What is Concurrency — Professional Level¶

Table of Contents¶

Introduction
The CPU Pipeline and What "Concurrency" Means at Hardware Level
Caches, Coherence, and the Cost of Sharing
False Sharing
Memory Ordering and Fences
NUMA and Topology
Context Switch Costs in Detail
Concurrency on Modern Hardware: a Walkthrough
Profiling Concurrent Programs
Summary

Introduction¶

So far concurrency has been an abstract property of programs. At the professional level we ground it in the hardware. The CPU is not a single sequential engine; it is itself massively concurrent and parallel — instruction-level pipelining, out-of-order execution, multiple execution units, multi-level caches with coherence protocols, NUMA topology between sockets. The "concurrency" your Go program expresses must cooperate with the concurrency the hardware already has.

This file is not a complete computer-architecture reference. It is a working professional's set of mental models for: why two goroutines on different cores share a cache line and why that hurts, what a memory barrier costs, why even a single-threaded for loop is concurrent at the instruction level, and how to read a concurrent profile.

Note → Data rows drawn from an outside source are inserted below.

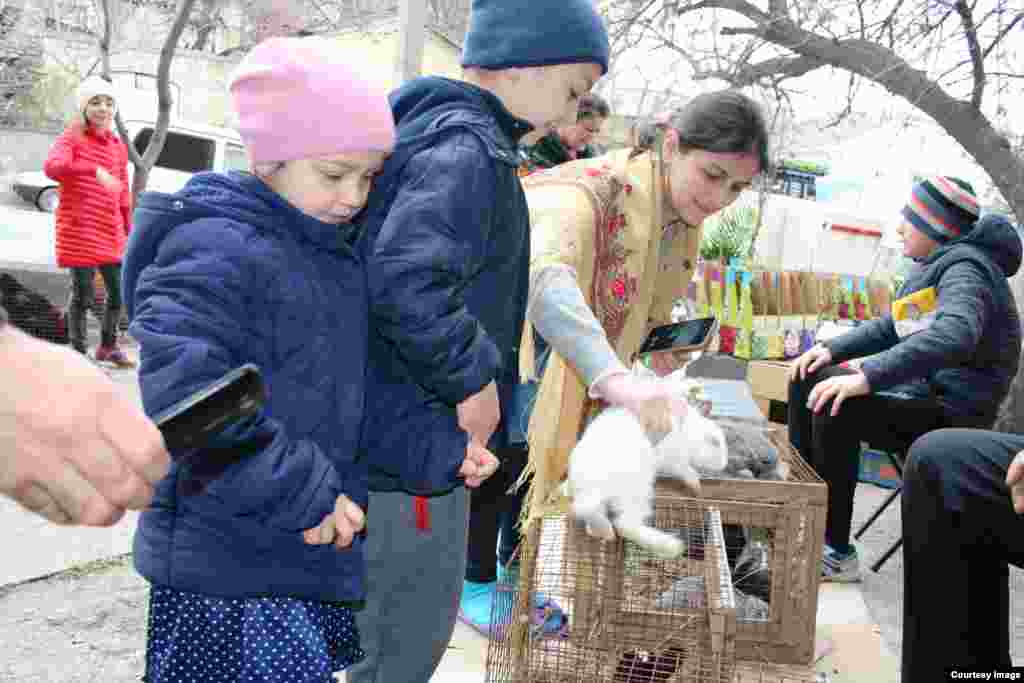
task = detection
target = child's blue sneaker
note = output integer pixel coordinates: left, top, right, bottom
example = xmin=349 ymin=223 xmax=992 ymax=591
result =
xmin=821 ymin=545 xmax=861 ymax=584
xmin=459 ymin=581 xmax=498 ymax=638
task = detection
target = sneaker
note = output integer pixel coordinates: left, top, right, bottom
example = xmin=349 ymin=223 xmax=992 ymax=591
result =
xmin=459 ymin=581 xmax=503 ymax=638
xmin=96 ymin=346 xmax=135 ymax=368
xmin=821 ymin=545 xmax=861 ymax=584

The CPU Pipeline and What "Concurrency" Means at Hardware Level¶

A single CPU core executes instructions in a pipeline. At any moment, several instructions are in flight at different stages: one being fetched, one being decoded, one being executed, one writing back its result. This is instruction-level parallelism (ILP). Even a "sequential" Go program runs concurrent operations inside the core.

Modern Intel and AMD cores are out-of-order: the CPU may execute instructions in a different order from the source code, as long as the observable result is the same. They are also superscalar: multiple instructions per cycle. A typical core has 4–8 issue slots.

What this means for concurrency:

A single goroutine on a single core already uses parallelism inside the CPU. The "core" is itself a parallel machine.
Memory barriers serialise instruction ordering. They tell the CPU "do not reorder loads or stores across this point." This is expensive; an mfence on x86 is dozens of cycles.
Branch prediction matters. Concurrent code with many ifs on shared state suffers prediction misses when the state changes from another core.

The Go runtime and standard library hide most of this. But when contention shows up in benchmarks, the answer often lies at the cache and memory level, not at the goroutine level.

A modern CPU has L1, L2, L3 caches. Each core has its own L1 and L2; L3 is shared. The unit of cache transfer is a cache line, typically 64 bytes.

When core A modifies a value, the modified cache line lives in A's L1. Core B reading the same variable must either:

Snoop core A's cache (MESI protocol — Modified, Exclusive, Shared, Invalid).
Wait for A's modification to propagate through L3 or main memory.

The first case takes tens of nanoseconds; the second hundreds. Concurrent reads of the same variable from different cores are not free. Concurrent writes are far worse — every write invalidates the line in every other core's cache, forcing a fresh fetch on the next read.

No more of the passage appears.